Top-line rates, though, have come to mean less and less as clients have pushed back on paying them in multiple ways. Thomson Reuters Peer Monitor data shows that growth in rates clients agree to pay—what they call worked rates—are growing at a slower pace than that put forth by the Wolters Kluwer data. Worked rates as of mid-2017 had grown 3 percent from the prior year, which is slightly higher than the increases seen in the past three years.

But the hemorrhage doesn’t end there. Realization against those worked rates has recently declined. After holding between 89 and 90 percent in previous years, realization in the first quarter dipped below 89 percent for the first time, to 88.6 percent. It rebounded slightly, to 89.1 percent, at the midyear point.

All of which means there is no growth in what clients are paying, according to a newer data set that Thomson Reuters uses to track payments by clients.
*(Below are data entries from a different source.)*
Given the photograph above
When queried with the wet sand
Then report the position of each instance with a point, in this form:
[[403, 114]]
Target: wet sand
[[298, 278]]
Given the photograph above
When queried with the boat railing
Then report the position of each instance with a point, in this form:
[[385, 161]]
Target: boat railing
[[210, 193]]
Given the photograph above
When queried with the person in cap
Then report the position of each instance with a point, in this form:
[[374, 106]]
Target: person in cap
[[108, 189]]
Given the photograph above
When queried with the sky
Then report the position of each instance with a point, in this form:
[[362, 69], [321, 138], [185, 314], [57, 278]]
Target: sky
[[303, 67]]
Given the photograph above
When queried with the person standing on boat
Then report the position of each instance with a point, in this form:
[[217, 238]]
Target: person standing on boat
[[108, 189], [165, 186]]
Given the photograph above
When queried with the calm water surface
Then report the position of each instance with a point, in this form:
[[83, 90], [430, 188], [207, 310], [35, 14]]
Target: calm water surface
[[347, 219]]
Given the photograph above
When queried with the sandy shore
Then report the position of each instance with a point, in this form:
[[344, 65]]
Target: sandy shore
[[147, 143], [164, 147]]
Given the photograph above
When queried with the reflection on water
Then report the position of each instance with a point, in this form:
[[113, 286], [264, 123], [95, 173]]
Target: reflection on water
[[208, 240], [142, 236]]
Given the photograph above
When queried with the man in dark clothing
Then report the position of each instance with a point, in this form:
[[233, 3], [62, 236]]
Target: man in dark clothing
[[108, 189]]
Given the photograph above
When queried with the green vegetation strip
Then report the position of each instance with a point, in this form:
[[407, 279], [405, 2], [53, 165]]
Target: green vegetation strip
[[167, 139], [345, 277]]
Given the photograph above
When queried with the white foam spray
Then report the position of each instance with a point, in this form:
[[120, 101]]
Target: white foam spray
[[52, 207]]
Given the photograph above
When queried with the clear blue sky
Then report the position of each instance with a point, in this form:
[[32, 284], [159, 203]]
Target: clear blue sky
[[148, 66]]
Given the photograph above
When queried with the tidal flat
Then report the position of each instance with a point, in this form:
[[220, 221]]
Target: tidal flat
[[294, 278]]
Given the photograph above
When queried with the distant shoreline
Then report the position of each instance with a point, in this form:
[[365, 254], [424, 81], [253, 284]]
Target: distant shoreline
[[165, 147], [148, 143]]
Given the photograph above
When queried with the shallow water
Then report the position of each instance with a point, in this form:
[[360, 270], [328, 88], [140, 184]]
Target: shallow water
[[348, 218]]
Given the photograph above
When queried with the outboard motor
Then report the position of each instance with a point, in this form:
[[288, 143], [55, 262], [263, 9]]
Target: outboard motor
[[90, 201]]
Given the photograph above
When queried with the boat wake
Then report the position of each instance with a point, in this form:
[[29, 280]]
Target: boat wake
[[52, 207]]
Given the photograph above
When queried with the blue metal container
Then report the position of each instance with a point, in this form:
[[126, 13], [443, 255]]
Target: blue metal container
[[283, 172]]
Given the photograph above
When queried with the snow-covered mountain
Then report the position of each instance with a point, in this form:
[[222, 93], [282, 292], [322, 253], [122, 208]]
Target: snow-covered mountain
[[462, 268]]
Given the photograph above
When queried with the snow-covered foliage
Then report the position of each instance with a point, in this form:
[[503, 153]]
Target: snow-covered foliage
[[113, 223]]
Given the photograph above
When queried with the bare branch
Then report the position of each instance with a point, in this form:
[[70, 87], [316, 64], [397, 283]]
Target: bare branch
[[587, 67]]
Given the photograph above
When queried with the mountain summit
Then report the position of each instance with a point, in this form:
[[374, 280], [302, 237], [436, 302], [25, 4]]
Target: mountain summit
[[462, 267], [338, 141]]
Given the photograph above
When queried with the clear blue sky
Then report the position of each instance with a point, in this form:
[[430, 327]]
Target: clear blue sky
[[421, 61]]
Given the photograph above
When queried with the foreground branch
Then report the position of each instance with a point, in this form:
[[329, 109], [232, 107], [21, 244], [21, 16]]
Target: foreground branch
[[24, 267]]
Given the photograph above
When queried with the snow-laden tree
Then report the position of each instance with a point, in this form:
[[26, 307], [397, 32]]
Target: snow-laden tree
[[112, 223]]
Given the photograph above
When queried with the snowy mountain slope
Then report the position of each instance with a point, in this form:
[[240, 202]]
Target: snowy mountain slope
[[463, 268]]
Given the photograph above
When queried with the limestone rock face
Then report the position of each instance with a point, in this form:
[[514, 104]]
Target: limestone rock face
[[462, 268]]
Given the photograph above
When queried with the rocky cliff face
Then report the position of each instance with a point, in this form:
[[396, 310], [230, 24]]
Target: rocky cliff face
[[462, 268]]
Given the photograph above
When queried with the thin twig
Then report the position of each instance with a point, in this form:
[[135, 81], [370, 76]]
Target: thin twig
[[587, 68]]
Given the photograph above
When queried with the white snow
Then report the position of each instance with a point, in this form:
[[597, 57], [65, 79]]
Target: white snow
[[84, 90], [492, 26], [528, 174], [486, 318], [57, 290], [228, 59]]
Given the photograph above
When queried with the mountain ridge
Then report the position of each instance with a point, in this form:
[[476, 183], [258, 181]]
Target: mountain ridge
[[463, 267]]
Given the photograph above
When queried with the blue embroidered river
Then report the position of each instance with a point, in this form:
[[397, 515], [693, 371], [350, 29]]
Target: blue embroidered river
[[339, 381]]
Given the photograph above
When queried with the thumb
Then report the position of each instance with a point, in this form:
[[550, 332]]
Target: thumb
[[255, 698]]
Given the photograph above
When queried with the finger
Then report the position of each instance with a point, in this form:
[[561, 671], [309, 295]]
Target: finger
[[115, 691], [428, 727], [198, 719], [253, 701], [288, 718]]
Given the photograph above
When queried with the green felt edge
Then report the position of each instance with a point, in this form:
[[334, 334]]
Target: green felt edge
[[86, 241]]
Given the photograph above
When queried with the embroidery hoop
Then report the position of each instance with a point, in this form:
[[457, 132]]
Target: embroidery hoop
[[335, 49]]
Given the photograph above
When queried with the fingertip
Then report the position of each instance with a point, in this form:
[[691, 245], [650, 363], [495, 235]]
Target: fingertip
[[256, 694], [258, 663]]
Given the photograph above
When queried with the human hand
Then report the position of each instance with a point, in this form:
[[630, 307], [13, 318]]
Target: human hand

“Outside of the Am Law 50, we aren’t seeing any appreciable growth in the rates law departments are paying,” said Bill Josten, senior legal industry analyst for the Thomson Reuters Legal Executive Institute.

Josten said the biggest hits to realization don’t actually come from clients directly pushing back on bills or requesting write-downs. Instead, Josten said Thomson Reuters data shows that law firms’ realization has been hit hardest by actions the law firm takes: Discounting their rates up front and taking write-downs from their bills before they head out the door.

“Some of that is from actual pressure by clients,” Josten said. “Part of it is driven by fear.”

There is one other data point that could convince a managing partner that charging less will not boost your profits.

In a study of what made the country’s most profitable firms as successful as they are, Josten said he found that higher realization rates than their less-profitable peers, perhaps unsurprisingly, are a major factor. But the difference in realization is not due to a difference in their clients’ behavior.

Josten said the two groups have similar drop-offs in realization after their clients receive the bills. The majority of the difference has to do with law firms discounting their fees or writing down their fees before sending bills to clients. That may suggest that “charging less” is more likely to crimp profit margins than it is to bring in new clients.

“I don’t know that it’s so simple to say that lawyers are going to just have to charge less or will end up charging less,” Josten said. “It will be more about tailoring rates to practices that will allow you to profit.”